The utility model discloses an oral orthodontic appliance friction testing device which comprises a bottom plate, a driving device, a first sliding module, a testing component, a clamping module and a second sliding module arranged on the bottom plate, wherein the driving device, the first sliding module, the clamping module and the second sliding module are sequentially connected; the testing component is arranged on one side of the clamping module and is connected with the clamping module.
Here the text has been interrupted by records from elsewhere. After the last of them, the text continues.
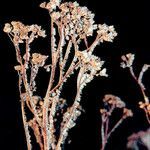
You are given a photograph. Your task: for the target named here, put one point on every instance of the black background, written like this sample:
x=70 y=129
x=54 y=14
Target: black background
x=132 y=24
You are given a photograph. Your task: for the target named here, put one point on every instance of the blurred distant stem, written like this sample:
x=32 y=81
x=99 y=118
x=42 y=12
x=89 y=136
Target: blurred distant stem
x=139 y=82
According to the device, the static friction force between a bracket and an arch wire during orthodontics can be tested, the kinetic friction force can be tested, the static and kinetic friction coefficients between the orthodontic bracket and the arch wire can be tested, the testing range is wide, and the testing device is simple in structure, convenient to operate and low in cost.

Description

A kind of oral orthodontic appliance friction testing arrangement

Technical field

This utility model belongs to oral orthodontic appliance mechanical test technical field, is specifically related to the actual friction measurement platform between orthodontic bracket and the arch wire.

Background technology

Mouth cavity orthodontic refers to orthodontic force is directly or indirectly acted on tooth and the supporting tissue thereof, thereby causes a series of biochemical reaction of organizing, and reaches the purpose of Tooth Movement.Orthodontic force is that strain by arch wire produces in the clinic orthodontic, arch wire can slide in the groove of bracket, come into line the stage to the tooth integrated moving stage from tooth, tooth and orthodontic bracket all can produce relative motion with orthodontic bow-wire, and produce thus force of sliding friction, the power of rescuing that appliance applies needs just can act on tooth after the overcome friction, that biochemical reaction occurs in periodontal tissue, Bone reconstruction occurs, tooth is moved, because power just produces Tooth Movement greater than reality power is rescued in the existence of frictional force, the excessive power of rescuing can cause dental pain, periodontal membrane is hemorrhage, downright bad, even the side effect such as root resorption occurs, desirable appliance is to have minimum frictional force between bracket and the arch wire even do not have frictional force.A large amount of studies show that, orthodontic bow-wire by the process of orthodontic bracket to the tooth application of force in, frictional force between bracket and the arch wire all can produce larger impact to the biomechanical property of orthodontic appliance and the effect of appliance moving teeth, and the material of the structural design of orthodontic bracket, the ligature type of orthodontic bracket, orthodontic bow-wire and size and frictional force size are closely related.Therefore, the research of the test analysis of the frictional force between orthodontic bracket and arch wire can be instructed applying of orthodontic force in the clinical practice, reduces the forfeiture of anchorage, accelerate to rescue speed, to developing high performance and the Extraordinary orthodontic appliance has important meaning to improve the orthodontic treatment effect.

The utility model content

Technical problem:This utility model provides a kind of test specification wide, simple in structure, easy to operate, the oral orthodontic appliance friction testing arrangement that cost is low.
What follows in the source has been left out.